中国による「武漢ウイルス」(補足1)米国起源説流布の作戦:「敵を欺くには先ず味方から」の戦術

 

最近、ケイさんというハンドルネームのYoutubeサイトを見つけた。そこで語られる内容は、中国人でないと知り得ない中国の真実を語っているように聞こえる。そして、ときとして、ハッとすることも多い。つまり、疑問に思っていたことが一瞬にして氷解するのである。

 

その一つが、中国趙報道官による「新型コロナ肺炎を米国が持ち込んだ」という発言と、それをあっさりと在米中国大使が否定したことの謎である。それを、大紀元という在外中国人によるメディアは、「駐米中国大使、“米軍ウイルス拡散説”を否定 内部で意見対立か」という表題で解説している。

https://translate.google.co.jp/translate?hl=en&sl=ja&u=https://www.epochtimes.jp/2020/03/53593.html&prev=search

 

しかし、中国政府の報道官は、政権の中枢に位置し、中国外交部の傘下にある。駐米中国大使も同様である。しかし、大使が「馬鹿げている」と発言したことで、米国は表立って、趙報道官の発言を、中国政府の発言として批判できなくなった。政府専門家チームリーダーの鍾南山氏も感染源は中国とは限らないと発言していることと合わせれば、この米軍起源説は、中国政府の正規なプロパガンダの筈である。

 

この謎は、ケイさんにより明確に解説されている。趙報道官のツイーター上の書き込みも、在米中国大使の米国マスコミでのその完全否定も、全て中国政府の戦術の一環だとして理解すべきだというのである。つまり、敵を欺くために、内部が混乱しているかのように見せるというのである。
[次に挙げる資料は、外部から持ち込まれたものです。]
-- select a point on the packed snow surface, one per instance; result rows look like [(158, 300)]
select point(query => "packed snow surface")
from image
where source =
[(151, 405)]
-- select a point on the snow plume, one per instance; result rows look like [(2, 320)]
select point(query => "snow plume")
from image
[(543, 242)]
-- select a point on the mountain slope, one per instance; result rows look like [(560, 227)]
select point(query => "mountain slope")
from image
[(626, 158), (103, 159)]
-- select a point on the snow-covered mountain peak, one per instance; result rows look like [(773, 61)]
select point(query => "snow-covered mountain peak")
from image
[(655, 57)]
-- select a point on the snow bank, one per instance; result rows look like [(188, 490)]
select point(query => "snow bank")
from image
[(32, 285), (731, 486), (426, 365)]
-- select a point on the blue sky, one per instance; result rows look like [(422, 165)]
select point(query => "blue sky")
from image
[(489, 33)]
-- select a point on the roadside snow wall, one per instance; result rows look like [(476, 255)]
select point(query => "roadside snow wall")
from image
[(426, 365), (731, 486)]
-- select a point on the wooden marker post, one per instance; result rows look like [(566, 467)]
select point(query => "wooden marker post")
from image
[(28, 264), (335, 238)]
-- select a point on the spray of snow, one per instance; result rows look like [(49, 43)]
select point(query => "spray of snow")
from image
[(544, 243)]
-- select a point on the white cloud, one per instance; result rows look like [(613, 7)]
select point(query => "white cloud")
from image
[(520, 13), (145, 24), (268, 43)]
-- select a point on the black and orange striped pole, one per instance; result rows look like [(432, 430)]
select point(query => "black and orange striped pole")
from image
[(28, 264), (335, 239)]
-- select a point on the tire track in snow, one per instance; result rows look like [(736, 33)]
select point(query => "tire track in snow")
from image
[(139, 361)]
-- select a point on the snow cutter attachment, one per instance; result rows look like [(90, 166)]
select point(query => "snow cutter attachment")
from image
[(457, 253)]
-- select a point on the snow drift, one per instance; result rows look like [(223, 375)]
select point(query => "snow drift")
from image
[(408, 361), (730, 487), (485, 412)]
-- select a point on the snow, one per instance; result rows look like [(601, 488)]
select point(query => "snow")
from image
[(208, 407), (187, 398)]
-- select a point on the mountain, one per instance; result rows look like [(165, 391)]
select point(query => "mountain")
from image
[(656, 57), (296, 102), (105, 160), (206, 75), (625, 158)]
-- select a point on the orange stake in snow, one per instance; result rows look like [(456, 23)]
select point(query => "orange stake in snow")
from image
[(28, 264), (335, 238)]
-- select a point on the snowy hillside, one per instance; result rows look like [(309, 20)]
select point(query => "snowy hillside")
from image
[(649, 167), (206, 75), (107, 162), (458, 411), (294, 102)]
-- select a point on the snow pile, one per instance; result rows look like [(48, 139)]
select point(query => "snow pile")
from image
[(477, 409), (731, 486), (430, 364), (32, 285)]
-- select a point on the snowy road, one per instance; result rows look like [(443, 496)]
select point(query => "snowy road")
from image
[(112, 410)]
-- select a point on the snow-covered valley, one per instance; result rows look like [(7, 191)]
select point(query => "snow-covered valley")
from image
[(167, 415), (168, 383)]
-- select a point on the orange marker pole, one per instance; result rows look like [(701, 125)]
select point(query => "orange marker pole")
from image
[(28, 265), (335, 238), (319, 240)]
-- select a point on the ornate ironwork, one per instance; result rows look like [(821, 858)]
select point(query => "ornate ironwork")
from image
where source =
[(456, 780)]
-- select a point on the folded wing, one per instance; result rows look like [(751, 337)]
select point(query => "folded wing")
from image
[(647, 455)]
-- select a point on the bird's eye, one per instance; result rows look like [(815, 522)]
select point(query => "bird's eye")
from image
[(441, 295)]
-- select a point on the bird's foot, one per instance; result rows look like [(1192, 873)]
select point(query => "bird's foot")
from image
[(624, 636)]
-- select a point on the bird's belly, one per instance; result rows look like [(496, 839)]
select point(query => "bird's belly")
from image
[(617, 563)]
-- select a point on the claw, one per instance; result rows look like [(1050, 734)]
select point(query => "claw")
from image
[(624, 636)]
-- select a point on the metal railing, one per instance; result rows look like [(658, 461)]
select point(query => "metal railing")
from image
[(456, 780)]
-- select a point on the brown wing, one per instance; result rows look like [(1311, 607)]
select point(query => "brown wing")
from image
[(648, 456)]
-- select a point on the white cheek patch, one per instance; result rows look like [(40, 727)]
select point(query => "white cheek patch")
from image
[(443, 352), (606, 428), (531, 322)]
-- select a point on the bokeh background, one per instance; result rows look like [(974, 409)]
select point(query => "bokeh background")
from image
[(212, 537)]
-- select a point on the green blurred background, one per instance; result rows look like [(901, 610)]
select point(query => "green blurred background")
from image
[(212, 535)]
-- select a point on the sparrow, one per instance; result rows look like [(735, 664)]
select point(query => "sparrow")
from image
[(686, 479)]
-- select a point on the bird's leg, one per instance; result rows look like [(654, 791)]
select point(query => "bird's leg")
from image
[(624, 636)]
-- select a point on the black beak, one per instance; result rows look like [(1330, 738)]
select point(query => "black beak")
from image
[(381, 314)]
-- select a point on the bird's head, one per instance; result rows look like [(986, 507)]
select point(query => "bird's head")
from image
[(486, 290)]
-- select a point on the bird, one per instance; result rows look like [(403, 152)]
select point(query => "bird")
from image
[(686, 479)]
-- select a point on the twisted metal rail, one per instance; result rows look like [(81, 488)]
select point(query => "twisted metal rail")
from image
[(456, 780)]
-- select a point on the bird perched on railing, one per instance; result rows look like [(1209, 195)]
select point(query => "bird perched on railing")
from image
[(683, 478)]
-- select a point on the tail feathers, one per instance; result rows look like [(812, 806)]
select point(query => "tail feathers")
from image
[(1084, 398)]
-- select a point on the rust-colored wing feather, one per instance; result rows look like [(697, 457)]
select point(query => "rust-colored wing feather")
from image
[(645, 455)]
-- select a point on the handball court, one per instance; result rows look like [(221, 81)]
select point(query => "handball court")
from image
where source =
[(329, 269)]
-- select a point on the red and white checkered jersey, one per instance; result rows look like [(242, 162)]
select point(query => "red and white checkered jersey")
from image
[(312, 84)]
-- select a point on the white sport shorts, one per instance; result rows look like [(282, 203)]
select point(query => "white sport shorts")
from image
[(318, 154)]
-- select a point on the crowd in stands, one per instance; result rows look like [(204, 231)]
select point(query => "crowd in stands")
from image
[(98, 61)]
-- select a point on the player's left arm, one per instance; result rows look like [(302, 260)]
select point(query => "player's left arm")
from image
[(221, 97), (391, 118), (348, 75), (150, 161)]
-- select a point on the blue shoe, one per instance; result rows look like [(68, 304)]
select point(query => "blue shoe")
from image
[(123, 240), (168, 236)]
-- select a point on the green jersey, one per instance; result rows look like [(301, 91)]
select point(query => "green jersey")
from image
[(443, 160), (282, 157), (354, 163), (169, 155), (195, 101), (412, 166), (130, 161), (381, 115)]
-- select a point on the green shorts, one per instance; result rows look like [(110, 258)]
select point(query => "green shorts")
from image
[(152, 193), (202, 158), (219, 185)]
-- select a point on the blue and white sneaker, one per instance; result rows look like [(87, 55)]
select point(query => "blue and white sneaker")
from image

https://www.youtube.com/watch?v=71Do2kEnHQk

 

米国トランプ大統領のマッドマン理論と似ているが、一人で演じるとバレやすい。しかし、それを政府全体で演じると、非常に分かり難くなる。西欧でも、個人のレベルではマッドマンを演じることはあっても、政府のレベルになればあり得ないし、想像すら出来ないのである。

 

中国政府は、独裁であることを知っていても、独裁政府の本質について肌感覚で理解する人は少ないだろう。私が、この問題がケイさんの動画を視聴して、氷解するように理解できたと感じたのは、情報についてはかなり閉鎖的な日本社会に住むからかもしれない。

 

その様に考えると、上記大紀元の報道及び大紀元というメディアの性質も、注意して再考する必要がある。つまり、大紀元が、中国政府ができれば隠したいことでも報道して来たとしても、尚、完全に信用することはやめた方が良い。ウイグルなどでの人権侵害を、初めて暴いたのなら信用に値するが、中国が隠しきれなくなった時以降に中国を攻撃するトーンで報道しているのなら、それは上記駐米中国大使と同じかもしれない。その評価には、長期的な観測とプロフェッショナルな解析が必要だろう。

 

つまり、反中国政府の報道姿勢を見せながら、肝腎なところで、米国など欧米社会の考え方を誤った方向に導くのである。時として、味方の一部にも「裏切り者」という烙印を押される位でないと、この種の戦術には役立たない。つまり、「敵を欺くには先ず味方から」という中国三国志の時代の戦術である。

 

「長期観察とプロフェッショナルな解析」こそ、インテリジェンスの基本だろう。それに何よりも大事なことは、自分の頭でゼロから考えることである。この後の方が、伊藤貫氏が指摘したように、日本の優秀な(つまり東大卒というだけのこと)官僚たちに根本的に欠けている。(編集、20時)

 

 

補足:

 

1)表題の「武漢ウイルス」は、医学的に問題を語るときにはふさわしくない。新型コロナ肺炎の正式名称はCOVID-19であり、その原因ウイルスにはSARS-CoV-2という名称が与えられているからである。しかし、ここでは中国武漢で発生したウイルス性肺炎の原因ということを明示する必要性から、この名を用いた。